Newton's 2nd law demands that your net force is zero since you are not accelerating and are in equilibrium. This is why you can say that the magnitude of the contact force by the chair is equal to the gravitational force by the earth acting on you.
A: 
Newton's Second Law states: $$ \Sigma F = ma $$ Net force equals mass times acceleration. If the acceleration is zero, we have equilibrium. constant motion, or rest. They are both equivalent. If the case of the chair, you do not move. Net force equals zero. Analyzing a force body diagram for the situation, we have the downward force of gravity pulling on you and the chair, $ (m_{chair} + m_{you})g $, which is picture in red. The force the floor exerts on the chair is picture in blue by $ F_{N,F} $, and the force the chair exerts on you is pictured in green by $ F_{N,C}. We have 2 force in the up direction, 1 in the down direction, and they all must add up to zero. The green and blue arrows are then normal forces created by whichever surfaces are interfacing.

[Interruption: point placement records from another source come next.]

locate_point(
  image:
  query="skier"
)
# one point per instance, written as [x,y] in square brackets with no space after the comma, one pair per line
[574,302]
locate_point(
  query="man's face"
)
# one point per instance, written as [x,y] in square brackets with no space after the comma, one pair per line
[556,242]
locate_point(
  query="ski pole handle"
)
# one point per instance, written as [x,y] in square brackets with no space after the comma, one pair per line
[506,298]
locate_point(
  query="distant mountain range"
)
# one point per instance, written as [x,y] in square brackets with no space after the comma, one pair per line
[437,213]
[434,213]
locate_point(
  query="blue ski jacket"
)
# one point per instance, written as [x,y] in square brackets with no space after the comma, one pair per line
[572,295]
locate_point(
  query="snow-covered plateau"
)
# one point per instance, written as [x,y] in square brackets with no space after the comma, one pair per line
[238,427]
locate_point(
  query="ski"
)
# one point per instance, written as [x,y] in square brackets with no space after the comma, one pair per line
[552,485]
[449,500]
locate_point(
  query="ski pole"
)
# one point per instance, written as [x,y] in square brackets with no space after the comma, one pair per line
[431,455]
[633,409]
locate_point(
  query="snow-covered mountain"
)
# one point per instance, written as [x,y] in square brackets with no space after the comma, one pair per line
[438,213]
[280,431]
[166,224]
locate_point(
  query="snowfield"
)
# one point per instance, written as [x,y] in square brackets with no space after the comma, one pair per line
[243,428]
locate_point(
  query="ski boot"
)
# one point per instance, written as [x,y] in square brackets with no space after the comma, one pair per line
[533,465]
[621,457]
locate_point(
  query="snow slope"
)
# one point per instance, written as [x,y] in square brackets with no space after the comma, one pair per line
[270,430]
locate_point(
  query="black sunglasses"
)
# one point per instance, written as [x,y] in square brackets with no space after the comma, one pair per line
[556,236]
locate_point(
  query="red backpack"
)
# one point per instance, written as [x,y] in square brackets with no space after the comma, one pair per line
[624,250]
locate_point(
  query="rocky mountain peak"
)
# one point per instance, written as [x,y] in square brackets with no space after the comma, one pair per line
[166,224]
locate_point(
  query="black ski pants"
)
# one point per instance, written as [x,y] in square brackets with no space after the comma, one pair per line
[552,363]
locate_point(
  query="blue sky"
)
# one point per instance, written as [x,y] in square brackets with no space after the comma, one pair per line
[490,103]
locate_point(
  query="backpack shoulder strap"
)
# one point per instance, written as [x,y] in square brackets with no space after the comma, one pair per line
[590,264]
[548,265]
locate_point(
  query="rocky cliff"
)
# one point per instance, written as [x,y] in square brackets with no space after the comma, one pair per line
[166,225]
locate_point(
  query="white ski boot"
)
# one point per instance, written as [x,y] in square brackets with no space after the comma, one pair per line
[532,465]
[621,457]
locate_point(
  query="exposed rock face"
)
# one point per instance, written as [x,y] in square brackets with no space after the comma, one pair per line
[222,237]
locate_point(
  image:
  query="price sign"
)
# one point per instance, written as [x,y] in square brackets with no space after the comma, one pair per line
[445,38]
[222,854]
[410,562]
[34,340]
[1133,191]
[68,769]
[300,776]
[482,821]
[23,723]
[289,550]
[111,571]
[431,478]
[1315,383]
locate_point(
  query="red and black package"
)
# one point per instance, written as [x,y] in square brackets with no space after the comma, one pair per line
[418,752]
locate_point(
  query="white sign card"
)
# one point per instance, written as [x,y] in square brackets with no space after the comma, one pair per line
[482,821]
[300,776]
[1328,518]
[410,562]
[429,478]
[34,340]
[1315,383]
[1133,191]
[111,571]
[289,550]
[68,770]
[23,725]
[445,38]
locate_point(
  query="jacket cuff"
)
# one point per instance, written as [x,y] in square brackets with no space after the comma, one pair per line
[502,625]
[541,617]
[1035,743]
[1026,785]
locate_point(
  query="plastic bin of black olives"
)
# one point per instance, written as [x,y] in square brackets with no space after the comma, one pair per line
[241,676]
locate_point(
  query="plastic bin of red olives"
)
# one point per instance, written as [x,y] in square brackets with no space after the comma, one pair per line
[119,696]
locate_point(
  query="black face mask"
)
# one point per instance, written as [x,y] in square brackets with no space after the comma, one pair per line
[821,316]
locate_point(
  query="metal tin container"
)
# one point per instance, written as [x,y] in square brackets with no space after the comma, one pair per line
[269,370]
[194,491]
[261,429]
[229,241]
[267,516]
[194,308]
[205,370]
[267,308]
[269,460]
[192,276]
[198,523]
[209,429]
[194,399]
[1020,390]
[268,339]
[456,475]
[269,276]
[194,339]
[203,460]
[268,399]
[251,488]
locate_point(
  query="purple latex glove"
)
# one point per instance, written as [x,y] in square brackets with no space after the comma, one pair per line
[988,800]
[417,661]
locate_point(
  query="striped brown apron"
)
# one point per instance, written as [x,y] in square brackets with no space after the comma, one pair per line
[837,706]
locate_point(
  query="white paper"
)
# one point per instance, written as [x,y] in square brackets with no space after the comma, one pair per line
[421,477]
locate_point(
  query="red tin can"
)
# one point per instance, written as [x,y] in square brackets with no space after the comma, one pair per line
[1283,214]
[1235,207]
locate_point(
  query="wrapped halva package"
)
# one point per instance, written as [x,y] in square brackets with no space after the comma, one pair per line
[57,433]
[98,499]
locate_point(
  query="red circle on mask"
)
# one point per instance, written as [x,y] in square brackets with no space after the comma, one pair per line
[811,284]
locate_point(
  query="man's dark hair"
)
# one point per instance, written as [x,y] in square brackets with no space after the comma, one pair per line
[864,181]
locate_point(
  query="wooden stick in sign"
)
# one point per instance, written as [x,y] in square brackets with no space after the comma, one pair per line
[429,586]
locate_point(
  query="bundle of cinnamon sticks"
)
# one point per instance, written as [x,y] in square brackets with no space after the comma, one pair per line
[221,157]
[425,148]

A: I think I get the right idea. Since the gravity is dragging me down, the force acting on the chair is equal to mg, so the normal reaction force by the chair is also mg. However, weight and the normal reaction force from the chair ARE NOT action and reaction pair since they are acting on the same body.
A: Pure semantics, The body weight generates an equal and opposite reaction from the chair, on the other hand the chair and the weight of the person as a pair generate a force equal and in the opposite direction of the pair caused by the floor where the system rests. in that order of ideas there are forces as pairs reacting in the different surfaces with opposite and equal value.
A: To clarify why normal reaction is equal to weight you can alwas think graphically. Equilibrium equations are anlytical notation of vector forces. If you draw free body diagram of a body in equilibrium it's always much easier to understand problem and set equilibrium equations. Drawing free body diagram you draw force vectors or better say draw graphical representation of acting forces.
Here is free body diagram of your problem, normal reaction forces act in pairs. You can analyze each body individually or use solidification principle. In case where person's feet do not touch ground:

If you now set equilibrium equations you could calculate each normal reaction and in your case prove that normal reaction or as you said force with which chair acts on you is same as your weight (in case when your feet do not touch the ground).
Also you could use solidification and analyze human and chair as one body. And have only 2 normal reaction (if feet are not touching ground).
If you think in view of gravitational field it may seem to you that this normal force of chair is invented and you may be right but also you cannot dismiss that chair is between body and earth and gravitational fiel tends to bring body cleser by deforming this chair. The rigid matter of chair or better say connections between particles oppose this tendency in the same ammount as the weight of body. The weight of chair is very small in comparison to earth and it does not significaly affect mass of Earth.